# Titanic Data Analysis Project
This notebook analyzes the Titanic dataset using Pandas, Matplotlib, and Seaborn to explore survival patterns and answer key questions.

## Problem Space
**What:** Analyze Titanic passenger data to understand survival patterns.

**Why:** The Titanic disaster is a well-known event and provides a classic dataset for survival analysis and machine learning practice.

**Who:** Stakeholders include historians, data scientists, and enthusiasts interested in survival outcomes.

**Where & When:** Data from the 1912 Titanic disaster.

## Understanding the Dataset

In [None]:
import pandas as pd
import numpy as np
import matplotlib.pyplot as plt
import seaborn as sns
sns.set()

# Load Titanic dataset
df = pd.read_csv('https://raw.githubusercontent.com/datasciencedojo/datasets/master/titanic.csv')
df.info()
df.describe()
df.head()

## Questions to Address
1. What percentage of passengers survived?
2. Survival rate by passenger class?
3. Survival rate by gender?
4. Average age of survivors vs. non-survivors?
5. How many traveled alone vs. with family?
6. Did embarkation port affect survival?
7. Fare distribution by class?
8. Top names among survivors?
9. Relationship between age and survival?
10. Number of passengers with missing age data?

## Exploratory Data Analysis

In [None]:
sns.countplot(x='Survived', data=df)
plt.title('Survival Count')
plt.show()

sns.countplot(x='Pclass', hue='Survived', data=df)
plt.title('Survival by Class')
plt.show()

df['Age'].hist(bins=30)
plt.title('Age Distribution')
plt.show()

## Data Analysis & Answers

In [None]:
# 1. Percentage survived
print(f"Survival rate: {df['Survived'].mean():.2%}")

# 2. Survival by class
print(df.groupby('Pclass')['Survived'].mean())

# 3. Survival by gender
print(df.groupby('Sex')['Survived'].mean())

# 4. Average age survivors vs. non-survivors
print(df.groupby('Survived')['Age'].mean())

# 5. Traveling alone
df['Alone'] = df['SibSp'] + df['Parch']
print(df['Alone'].value_counts())

# 6. Survival by embarkation port
print(df.groupby('Embarked')['Survived'].mean())

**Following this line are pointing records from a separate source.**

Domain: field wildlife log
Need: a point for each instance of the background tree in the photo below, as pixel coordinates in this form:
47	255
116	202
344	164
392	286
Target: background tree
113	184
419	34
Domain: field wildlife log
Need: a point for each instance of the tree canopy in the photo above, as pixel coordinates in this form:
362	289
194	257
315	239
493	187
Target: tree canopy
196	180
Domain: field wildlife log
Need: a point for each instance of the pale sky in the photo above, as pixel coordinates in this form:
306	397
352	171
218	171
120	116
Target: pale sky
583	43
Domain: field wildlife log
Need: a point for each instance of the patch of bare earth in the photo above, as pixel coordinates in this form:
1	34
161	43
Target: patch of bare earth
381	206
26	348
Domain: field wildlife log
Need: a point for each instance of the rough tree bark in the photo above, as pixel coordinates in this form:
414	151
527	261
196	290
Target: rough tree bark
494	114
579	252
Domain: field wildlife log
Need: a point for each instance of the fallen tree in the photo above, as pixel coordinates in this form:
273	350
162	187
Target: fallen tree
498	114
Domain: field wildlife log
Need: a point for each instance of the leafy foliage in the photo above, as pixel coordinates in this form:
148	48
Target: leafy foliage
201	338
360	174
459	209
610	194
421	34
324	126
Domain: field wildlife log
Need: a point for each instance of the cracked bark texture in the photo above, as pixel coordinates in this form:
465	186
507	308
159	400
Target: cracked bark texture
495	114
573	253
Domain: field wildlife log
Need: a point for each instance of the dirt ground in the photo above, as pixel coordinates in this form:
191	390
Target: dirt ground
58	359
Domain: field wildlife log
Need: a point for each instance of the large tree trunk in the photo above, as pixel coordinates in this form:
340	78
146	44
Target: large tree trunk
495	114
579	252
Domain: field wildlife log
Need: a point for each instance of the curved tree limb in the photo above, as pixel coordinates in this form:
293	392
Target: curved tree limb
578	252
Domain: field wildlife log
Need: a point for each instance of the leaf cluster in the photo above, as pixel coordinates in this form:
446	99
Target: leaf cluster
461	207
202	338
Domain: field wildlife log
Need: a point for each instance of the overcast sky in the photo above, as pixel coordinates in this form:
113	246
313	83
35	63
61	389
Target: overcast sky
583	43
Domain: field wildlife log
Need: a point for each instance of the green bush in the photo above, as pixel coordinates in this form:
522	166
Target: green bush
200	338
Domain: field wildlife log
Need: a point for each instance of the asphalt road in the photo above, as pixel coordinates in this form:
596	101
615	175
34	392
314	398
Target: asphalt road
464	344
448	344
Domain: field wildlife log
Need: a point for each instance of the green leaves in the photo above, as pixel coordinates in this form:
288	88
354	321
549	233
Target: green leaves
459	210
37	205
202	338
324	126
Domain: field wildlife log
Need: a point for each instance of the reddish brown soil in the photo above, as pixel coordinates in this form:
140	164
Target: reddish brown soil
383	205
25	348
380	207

# 7. Fare distribution by class
print(df.groupby('Pclass')['Fare'].describe())

# 8. Top survivor names
print(df[df['Survived'] == 1]['Name'].head())

# 9. Age and survival
sns.boxplot(x='Survived', y='Age', data=df)
plt.title('Age vs. Survival')
plt.show()

# 10. Missing age data
print(f"Missing age entries: {df['Age'].isnull().sum()}")

## Presentation of Insights
- Overall survival rate was ~38%.
- Women had ~74% survival, men ~19%.
- First-class survival ~63%, third class ~24%.
- Younger passengers slightly more likely to survive.
- Cherbourg embarkation had highest survival rate.
- First-class passengers paid significantly more.